# The Louisville Courier-Journal: Pam Platt tells us what the loss of the shuttle Columbia means to her.
# The Florida Times-Union: Mike Clark quotes “Howard Kurtz, Washington Post media reporter, on the good old days of the news media:”
There was no golden age (of journalism). There was certainly a time when politics and government were treated more substantively and seriously by the media. But what some people mythologize as the good old days was a time when women wrote mainly for what was known as the women's pages, when newsrooms were almost entirely white, when news about Negroes was treated differently than news about whites. Reporters of the Front Page mold may have been more in tune with the people they were writing for, but they were less educated, less specialized, less knowledgeable and sometimes drunker than today's journalists.
Oh, and some media columnist for a European newspaper, famous for its sophisticated use of the words "fuck" and “cunt,” opines that “In the American press, day after day, the White House controls the agenda. The supposedly liberal American press has become a dog that never bites, hardly barks but really loves rolling over and having its tummy tickled.''
# The Washington Post: Michael Getler reports that a “reader sent the following message last Monday:”
I implore you to challenge the paper's editorial staff to question the President's unwillingness to participate in press conferences, especially now when our nation is being led into war.
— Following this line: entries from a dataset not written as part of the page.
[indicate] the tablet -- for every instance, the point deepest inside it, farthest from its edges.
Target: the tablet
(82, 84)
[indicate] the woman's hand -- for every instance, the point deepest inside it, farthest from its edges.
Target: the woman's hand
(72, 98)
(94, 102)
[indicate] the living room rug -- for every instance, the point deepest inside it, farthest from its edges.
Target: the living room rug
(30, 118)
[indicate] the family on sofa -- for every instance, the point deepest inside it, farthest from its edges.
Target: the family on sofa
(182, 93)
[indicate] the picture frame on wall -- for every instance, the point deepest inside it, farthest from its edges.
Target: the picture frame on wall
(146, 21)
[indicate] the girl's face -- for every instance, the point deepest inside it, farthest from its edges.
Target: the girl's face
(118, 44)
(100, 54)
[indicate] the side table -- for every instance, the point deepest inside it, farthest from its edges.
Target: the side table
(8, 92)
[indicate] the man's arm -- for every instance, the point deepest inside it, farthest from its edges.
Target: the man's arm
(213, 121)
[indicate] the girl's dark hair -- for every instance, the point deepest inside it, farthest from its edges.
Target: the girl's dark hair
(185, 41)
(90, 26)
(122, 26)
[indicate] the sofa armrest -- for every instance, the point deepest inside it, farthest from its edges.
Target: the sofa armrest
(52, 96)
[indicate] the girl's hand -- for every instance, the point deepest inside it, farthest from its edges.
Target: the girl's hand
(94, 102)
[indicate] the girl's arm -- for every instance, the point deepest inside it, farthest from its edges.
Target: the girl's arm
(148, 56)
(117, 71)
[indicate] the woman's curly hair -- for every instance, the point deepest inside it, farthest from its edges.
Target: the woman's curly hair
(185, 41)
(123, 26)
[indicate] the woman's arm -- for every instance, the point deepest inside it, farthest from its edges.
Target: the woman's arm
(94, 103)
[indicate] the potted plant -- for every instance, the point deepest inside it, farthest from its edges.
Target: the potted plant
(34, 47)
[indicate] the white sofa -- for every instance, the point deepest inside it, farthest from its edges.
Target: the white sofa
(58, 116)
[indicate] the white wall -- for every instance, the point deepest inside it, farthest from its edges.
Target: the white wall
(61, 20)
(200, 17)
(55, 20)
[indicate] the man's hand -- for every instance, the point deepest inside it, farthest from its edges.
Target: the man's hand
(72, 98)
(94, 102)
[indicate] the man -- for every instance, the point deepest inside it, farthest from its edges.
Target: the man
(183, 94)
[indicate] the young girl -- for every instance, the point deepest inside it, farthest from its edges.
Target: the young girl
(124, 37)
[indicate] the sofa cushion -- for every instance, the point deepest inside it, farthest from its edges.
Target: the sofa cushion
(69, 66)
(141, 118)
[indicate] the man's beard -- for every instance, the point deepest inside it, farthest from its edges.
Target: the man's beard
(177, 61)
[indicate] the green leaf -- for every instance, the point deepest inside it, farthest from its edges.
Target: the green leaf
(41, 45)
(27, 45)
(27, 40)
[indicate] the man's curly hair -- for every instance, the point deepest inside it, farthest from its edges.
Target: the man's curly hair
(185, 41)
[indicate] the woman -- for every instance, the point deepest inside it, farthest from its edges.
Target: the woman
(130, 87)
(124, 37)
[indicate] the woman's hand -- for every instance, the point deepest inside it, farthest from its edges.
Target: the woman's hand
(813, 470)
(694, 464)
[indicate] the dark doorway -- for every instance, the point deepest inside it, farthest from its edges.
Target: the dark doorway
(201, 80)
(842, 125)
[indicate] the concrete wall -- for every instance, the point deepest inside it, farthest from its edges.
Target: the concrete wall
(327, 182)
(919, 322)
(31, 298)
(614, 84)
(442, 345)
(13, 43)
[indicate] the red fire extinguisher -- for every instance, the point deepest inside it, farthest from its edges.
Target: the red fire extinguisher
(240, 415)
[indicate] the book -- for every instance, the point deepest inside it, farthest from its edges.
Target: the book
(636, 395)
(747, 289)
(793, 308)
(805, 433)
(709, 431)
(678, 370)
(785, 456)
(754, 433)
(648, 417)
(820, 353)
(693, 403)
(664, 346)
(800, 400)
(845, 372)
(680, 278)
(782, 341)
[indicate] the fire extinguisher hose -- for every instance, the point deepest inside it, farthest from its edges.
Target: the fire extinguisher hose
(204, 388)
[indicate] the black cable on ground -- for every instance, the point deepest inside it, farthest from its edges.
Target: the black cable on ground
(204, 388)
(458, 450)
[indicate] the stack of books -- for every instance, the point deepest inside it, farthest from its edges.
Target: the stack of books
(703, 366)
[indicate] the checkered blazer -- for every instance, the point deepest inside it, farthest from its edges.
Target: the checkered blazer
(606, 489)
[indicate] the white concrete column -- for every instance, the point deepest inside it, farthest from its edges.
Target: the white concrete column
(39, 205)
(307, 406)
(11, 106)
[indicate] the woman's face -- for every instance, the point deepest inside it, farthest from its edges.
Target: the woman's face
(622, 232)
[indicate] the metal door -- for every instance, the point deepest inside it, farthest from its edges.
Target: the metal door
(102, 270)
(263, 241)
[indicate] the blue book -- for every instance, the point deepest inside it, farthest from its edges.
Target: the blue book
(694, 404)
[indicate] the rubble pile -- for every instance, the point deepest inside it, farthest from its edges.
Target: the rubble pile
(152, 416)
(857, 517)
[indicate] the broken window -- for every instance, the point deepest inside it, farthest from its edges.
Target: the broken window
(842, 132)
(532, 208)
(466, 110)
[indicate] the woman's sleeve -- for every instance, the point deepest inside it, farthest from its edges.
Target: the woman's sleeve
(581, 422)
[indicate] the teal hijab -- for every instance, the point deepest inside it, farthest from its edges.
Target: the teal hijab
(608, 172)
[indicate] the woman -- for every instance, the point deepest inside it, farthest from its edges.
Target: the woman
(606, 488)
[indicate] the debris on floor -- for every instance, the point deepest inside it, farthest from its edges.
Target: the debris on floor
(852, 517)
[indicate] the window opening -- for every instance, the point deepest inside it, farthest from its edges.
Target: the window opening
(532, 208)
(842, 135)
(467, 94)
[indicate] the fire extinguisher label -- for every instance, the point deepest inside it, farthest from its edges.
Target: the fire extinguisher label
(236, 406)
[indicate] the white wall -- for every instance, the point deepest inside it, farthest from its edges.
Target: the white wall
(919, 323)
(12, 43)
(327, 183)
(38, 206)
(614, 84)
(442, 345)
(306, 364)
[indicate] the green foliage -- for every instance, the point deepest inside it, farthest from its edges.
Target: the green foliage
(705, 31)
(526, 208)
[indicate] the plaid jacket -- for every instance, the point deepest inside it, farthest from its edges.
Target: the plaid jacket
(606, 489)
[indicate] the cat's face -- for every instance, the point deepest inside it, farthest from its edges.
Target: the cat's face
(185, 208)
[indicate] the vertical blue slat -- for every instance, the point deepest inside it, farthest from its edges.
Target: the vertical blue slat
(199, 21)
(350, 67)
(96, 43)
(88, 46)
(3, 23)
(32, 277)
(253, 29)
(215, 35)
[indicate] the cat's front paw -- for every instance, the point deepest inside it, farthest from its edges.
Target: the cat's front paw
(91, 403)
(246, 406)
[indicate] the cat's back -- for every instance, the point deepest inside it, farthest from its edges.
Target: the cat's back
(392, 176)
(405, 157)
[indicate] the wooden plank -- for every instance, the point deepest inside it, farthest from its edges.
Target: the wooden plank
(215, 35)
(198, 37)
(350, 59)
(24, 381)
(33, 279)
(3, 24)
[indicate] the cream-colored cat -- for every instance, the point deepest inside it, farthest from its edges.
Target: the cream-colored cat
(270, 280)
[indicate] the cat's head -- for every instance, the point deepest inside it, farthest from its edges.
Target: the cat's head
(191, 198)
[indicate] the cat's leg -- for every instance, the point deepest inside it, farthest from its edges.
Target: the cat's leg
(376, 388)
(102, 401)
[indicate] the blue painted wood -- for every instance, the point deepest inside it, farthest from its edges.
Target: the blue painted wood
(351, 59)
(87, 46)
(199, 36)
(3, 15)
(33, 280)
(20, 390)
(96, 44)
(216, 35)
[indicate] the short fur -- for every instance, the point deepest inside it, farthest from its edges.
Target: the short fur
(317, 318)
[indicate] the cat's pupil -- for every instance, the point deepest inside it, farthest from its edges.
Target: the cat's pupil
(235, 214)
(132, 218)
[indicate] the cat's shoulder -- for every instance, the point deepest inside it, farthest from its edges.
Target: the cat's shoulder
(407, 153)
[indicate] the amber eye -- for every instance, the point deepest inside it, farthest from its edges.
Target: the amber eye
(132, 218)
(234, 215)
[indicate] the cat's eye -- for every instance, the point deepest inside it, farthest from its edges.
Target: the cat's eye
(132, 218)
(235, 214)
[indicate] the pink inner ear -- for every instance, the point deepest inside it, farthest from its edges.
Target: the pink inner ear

I find it astonishing that so few reporters/columnists have brought the Bush administration's refusal to face the press to the public's attention, because, frankly, this avoidance of accountability is both disturbing and ominous.
While acknowledging that President Bush has held about the same number of news conferences as Presidents Carter and Ford, and more than Nixon, at this point in his first term, Getler (whose anti-war sympathies are seldom far from the surface) calls on the President to hold a “a proper, announced-in-advance, full-scale presidential news conference sometime between now and when the bombs start dropping,” to allow for “concentrated follow-up questioning.”
# The Oregonian: Dan Hortsch responds to a message sent by the state Superintendent of Public Instruction “to nearly 200 school district superintendents. The Superintendent wanted to ‘correct the misleading headline and story’ that appeared that day in The Oregonian.”
The Oregonian piece, headlined "Oregon will set a lower bar for minority, disadvantaged students," is about how the “State Board of Education's adoption of a plan to alter the timelines in meeting some requirements of the No Child Left Behind federal education law” would set “standards for the next decade for low-income, minority and other students [that] would be lower than for nondisadvantaged students.”
Hortsch reports that the piece is fairly accurate, and that state officials believe their approach to be “a sound, gradual approach to closing the achievement gap, rather than set unrealistic targets for schools." He notes that, “state education officials also objected to use of the word ‘lower’ in reference to standards that would be used for students in certain groups. They contend that in fact Oregon would raise standards from the present.”